We will also use the Grading of Recommendations Assessment, Development and Evaluation (GRADE) methodology for evaluating the quality of evidence for each outcome [63]. GRADE rating will be adjudicated as high (further research is very unlikely to change our confidence in the estimate of effect), moderate (further research is likely to have an important impact on our confidence in the estimate of effect and may change the estimate), low (further research is very likely to have an important impact on our confidence in the estimate of effect and is likely to change the estimate) or very low (very uncertain about the estimate of effect).

Using random-effects meta-analyses, we will present combined effect sizes estimates for the cluster of neurodegenerative disorders (including Alzheimer’s disease, amyotrophic lateral sclerosis, Huntington’s disease, multiple sclerosis and Parkinson’s disease) taking into consideration the growing evidence suggesting that cancer and neurodegenerative diseases share genes and biological pathways—the neurodegeneration hypothesis [16, 27, 28].

If sufficient studies are identified, potential sources of heterogeneity will be investigated further by subgroup or meta-regression analyses according to baseline characteristics and methodological factors. We plan to conduct subgroup analyses by sex (men or women), study design (cohort or case-control; prospective or retrospective), follow-up (0–1, >1–5 or >5 years), setting (mixed, inpatient, outpatient or community), population based (yes or no), country economic status (developed or developing countries according to International Monetary Fund), year of publication (before 2000 or in 2000 and after), study quality (high or low-moderate risk of bias), adjustment for confounders (age, sex or other) and sample size (<500, 500–1000 or >1000 participants). If feasible, we will conduct not only a subgroup analysis by ethnicity (Asian or non-Asian) but also meta-regression analyses to investigate the potential impact of ethnic differences [39] by considering the percentage of Asian participants in epidemiological studies. We will conduct not only subgroup analyses for cancer types according to relationship with smoking (smoking-related cancer sites or other cancer sites) (see Additional file 3) but also meta-regression analyses considering the percentage of smokers (e.g. past or current smoker).

In order to further assess the consistency of evidence, we will perform cumulative meta-analyses in the order of publication year showing the pattern of evidence over time [64, 65]. Cumulative meta-analyses recognize the cumulative nature of scientific evidence and knowledge.
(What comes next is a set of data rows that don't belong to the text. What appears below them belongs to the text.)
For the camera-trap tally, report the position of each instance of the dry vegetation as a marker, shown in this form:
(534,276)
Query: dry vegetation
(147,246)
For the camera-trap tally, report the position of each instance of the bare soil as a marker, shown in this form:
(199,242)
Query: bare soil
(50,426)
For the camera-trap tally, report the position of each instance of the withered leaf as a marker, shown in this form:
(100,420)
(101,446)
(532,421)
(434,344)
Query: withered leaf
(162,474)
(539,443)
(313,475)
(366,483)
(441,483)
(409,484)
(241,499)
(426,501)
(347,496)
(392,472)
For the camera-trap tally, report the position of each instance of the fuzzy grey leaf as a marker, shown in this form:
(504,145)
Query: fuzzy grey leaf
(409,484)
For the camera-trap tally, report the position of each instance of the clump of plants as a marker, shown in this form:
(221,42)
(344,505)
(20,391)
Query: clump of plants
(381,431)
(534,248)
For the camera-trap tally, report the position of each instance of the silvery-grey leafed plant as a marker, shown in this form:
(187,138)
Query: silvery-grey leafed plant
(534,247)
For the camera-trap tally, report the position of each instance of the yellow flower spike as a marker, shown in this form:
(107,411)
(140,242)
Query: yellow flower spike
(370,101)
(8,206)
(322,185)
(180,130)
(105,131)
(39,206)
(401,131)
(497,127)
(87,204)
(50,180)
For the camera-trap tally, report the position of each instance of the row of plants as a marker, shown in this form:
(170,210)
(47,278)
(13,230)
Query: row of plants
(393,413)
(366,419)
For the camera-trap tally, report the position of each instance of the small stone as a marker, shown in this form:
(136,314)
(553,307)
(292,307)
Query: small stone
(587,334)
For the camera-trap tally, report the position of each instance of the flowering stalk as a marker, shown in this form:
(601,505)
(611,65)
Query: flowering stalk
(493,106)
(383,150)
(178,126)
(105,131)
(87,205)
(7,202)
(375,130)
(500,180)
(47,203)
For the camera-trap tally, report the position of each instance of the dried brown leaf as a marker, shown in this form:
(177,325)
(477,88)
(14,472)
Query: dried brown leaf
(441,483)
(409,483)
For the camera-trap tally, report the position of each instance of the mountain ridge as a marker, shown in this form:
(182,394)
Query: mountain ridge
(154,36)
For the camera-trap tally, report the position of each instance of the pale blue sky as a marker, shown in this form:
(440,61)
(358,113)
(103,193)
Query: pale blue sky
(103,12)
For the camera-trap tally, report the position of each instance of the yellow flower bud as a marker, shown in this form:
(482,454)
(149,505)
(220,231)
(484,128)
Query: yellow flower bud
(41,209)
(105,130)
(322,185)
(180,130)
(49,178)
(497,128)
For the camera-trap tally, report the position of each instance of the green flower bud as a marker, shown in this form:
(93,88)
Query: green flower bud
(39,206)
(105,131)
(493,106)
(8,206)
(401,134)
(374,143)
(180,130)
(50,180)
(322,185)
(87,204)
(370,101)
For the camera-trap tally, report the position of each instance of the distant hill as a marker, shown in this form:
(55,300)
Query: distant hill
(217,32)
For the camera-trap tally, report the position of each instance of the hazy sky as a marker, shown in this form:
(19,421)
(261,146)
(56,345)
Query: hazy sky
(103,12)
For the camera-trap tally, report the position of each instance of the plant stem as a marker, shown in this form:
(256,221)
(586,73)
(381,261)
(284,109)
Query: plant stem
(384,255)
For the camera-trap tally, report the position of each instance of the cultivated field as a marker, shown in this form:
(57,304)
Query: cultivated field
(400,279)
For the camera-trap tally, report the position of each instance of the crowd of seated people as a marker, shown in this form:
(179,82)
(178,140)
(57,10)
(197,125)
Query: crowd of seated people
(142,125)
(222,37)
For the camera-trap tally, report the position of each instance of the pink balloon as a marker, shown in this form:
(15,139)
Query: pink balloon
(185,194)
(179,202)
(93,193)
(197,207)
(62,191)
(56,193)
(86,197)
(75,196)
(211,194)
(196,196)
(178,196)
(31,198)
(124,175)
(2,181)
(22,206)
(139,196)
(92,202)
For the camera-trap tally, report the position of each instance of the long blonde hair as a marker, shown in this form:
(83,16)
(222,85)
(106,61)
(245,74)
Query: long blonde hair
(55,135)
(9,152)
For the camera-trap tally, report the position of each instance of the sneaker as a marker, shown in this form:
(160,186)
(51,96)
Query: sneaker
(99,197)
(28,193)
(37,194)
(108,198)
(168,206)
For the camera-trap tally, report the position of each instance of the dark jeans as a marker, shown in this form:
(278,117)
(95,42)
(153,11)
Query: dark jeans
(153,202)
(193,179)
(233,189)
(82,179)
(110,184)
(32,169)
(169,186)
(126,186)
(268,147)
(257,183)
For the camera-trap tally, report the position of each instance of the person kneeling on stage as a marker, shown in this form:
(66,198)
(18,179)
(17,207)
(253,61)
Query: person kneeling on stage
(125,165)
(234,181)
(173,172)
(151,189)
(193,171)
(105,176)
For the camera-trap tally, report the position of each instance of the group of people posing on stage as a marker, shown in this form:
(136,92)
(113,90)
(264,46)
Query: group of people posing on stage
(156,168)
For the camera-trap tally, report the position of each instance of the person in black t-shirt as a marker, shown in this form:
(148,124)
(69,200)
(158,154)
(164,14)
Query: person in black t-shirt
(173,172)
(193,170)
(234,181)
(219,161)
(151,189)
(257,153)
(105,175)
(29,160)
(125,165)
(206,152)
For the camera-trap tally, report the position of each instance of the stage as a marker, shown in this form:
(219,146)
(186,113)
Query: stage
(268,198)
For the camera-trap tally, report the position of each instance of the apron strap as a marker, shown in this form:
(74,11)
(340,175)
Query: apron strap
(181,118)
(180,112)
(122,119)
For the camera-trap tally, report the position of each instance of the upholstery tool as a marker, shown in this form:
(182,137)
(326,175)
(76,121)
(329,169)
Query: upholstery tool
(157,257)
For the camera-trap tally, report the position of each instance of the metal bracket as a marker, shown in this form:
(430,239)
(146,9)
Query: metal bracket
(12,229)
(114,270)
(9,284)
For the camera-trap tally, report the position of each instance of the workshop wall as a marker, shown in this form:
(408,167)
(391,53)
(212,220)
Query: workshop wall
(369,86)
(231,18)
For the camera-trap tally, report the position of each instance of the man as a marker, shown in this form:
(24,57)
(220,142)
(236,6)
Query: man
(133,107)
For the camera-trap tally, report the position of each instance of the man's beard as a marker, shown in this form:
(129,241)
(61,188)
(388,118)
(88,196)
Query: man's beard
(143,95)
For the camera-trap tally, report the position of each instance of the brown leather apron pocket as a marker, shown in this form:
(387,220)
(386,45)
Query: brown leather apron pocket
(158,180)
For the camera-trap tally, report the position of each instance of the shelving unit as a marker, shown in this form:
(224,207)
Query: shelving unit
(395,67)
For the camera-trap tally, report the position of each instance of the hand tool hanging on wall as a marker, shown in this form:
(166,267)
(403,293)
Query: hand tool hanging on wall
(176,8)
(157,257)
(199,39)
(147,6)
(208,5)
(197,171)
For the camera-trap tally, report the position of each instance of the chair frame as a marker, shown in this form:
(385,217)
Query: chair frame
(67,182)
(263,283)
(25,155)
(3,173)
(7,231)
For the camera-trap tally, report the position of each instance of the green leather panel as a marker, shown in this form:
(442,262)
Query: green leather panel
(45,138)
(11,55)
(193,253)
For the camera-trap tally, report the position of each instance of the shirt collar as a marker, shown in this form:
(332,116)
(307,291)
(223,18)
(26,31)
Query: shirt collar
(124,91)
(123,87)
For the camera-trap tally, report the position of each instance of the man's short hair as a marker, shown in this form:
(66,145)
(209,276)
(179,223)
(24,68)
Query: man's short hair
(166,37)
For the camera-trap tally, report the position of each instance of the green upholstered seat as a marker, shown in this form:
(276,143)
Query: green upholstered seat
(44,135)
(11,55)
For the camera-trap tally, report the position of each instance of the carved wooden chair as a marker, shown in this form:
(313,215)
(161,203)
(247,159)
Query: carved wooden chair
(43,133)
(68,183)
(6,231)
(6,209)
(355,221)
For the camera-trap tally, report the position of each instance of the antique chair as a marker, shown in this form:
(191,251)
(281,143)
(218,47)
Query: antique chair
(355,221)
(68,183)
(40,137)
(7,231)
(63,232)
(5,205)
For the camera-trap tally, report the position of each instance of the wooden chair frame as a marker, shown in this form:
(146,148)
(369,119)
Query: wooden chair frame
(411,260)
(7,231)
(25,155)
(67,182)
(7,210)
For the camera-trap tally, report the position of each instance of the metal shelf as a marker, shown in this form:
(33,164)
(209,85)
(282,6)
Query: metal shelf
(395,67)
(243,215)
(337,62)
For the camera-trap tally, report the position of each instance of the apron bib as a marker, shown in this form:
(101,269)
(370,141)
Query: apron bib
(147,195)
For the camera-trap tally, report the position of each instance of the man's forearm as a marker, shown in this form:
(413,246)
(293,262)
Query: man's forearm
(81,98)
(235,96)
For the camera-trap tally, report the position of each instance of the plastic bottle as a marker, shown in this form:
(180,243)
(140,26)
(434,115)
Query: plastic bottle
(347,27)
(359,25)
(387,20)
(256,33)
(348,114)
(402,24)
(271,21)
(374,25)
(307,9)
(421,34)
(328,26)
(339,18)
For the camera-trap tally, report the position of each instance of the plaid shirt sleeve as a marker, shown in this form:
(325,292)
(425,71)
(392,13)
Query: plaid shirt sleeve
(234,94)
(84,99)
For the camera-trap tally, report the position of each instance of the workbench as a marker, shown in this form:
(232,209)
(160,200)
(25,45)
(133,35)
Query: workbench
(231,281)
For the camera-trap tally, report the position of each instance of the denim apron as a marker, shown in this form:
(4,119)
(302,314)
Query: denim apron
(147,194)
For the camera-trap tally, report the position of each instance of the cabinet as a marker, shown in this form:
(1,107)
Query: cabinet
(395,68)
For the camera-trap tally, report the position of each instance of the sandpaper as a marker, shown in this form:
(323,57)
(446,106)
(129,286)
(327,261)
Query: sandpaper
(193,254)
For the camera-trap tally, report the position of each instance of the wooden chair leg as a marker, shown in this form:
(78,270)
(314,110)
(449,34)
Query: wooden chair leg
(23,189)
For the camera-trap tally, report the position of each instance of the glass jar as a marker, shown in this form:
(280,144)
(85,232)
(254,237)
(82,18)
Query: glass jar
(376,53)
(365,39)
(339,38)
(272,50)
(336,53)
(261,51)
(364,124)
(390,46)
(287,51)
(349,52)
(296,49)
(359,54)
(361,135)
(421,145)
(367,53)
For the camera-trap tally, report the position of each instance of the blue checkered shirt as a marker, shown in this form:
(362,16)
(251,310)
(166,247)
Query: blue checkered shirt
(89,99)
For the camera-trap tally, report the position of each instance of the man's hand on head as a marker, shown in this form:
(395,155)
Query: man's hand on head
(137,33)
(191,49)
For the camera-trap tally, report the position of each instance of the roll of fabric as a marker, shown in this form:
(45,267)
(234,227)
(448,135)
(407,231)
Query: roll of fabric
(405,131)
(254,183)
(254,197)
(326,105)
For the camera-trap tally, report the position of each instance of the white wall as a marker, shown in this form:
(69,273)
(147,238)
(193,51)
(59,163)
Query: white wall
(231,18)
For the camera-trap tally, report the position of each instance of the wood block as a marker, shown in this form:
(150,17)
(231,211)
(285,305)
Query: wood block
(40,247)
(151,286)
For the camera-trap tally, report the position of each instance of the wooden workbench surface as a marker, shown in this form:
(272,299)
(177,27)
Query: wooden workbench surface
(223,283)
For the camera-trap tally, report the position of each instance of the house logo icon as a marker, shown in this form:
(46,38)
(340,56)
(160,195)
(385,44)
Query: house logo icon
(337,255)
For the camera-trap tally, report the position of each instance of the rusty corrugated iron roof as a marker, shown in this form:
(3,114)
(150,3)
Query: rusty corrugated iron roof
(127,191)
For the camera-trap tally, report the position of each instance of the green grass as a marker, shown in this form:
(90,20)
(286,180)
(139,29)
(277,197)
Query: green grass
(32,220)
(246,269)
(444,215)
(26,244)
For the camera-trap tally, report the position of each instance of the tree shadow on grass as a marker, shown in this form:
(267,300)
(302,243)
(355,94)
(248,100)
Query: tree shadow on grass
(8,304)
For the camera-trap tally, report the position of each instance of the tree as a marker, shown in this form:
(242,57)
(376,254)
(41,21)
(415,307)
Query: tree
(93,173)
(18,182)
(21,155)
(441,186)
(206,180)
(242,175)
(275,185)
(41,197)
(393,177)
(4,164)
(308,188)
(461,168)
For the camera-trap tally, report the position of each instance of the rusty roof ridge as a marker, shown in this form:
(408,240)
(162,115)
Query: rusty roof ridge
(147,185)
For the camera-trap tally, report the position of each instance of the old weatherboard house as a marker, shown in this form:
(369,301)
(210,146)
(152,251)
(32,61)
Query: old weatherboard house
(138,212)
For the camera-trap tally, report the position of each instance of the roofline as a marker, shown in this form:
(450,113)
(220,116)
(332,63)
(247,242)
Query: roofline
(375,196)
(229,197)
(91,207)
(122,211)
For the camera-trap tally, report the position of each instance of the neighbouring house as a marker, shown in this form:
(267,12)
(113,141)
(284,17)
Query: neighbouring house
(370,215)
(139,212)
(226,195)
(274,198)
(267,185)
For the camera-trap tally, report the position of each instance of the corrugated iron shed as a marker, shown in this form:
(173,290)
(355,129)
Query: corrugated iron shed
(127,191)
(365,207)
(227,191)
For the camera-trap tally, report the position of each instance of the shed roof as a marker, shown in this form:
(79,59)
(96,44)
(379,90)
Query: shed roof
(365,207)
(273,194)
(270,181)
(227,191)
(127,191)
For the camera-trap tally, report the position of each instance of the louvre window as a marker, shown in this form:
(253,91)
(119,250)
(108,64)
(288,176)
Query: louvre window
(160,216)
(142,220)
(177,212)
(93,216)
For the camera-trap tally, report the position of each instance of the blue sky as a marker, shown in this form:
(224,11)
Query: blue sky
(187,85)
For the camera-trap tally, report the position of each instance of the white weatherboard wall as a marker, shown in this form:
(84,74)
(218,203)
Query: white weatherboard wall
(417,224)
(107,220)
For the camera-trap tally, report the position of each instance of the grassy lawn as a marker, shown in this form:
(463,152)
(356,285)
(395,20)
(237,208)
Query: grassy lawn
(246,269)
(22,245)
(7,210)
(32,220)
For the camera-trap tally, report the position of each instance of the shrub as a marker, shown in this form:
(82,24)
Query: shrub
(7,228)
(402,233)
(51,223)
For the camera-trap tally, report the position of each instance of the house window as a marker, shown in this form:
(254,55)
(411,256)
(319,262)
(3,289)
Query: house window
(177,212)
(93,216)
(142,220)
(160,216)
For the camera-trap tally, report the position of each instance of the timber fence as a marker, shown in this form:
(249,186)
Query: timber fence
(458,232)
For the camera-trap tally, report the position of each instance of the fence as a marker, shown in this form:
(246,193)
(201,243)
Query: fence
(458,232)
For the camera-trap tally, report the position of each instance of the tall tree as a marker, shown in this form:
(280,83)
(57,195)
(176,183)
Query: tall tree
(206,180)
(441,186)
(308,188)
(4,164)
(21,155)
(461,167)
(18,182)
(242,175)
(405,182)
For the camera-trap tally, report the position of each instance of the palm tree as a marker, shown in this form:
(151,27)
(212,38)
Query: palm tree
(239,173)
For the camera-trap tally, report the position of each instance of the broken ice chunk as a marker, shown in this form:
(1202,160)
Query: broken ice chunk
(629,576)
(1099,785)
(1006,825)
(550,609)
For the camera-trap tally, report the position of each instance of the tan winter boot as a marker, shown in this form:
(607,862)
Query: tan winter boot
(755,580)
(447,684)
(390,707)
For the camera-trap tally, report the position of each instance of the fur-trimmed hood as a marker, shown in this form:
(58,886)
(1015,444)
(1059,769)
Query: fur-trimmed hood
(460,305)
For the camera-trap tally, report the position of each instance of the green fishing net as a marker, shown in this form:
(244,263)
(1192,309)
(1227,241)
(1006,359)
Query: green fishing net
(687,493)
Publication bias or small study effects will be assessed by inspection of the funnel plots for asymmetry and with Egger’s test [66] and Begg’s test [67], with the results considered to indicate potential small study effects when P < 0.10.

All analyses will be conducted in Stata version 13 or higher (StataCorp LP, College Station, TX, USA) using the metan (for fixed and random-effects meta-analysis), metareg (for meta-regression analysis), metacum (for cumulative meta-analysis) and metabias and metafunnel (for small study effects analysis) [68].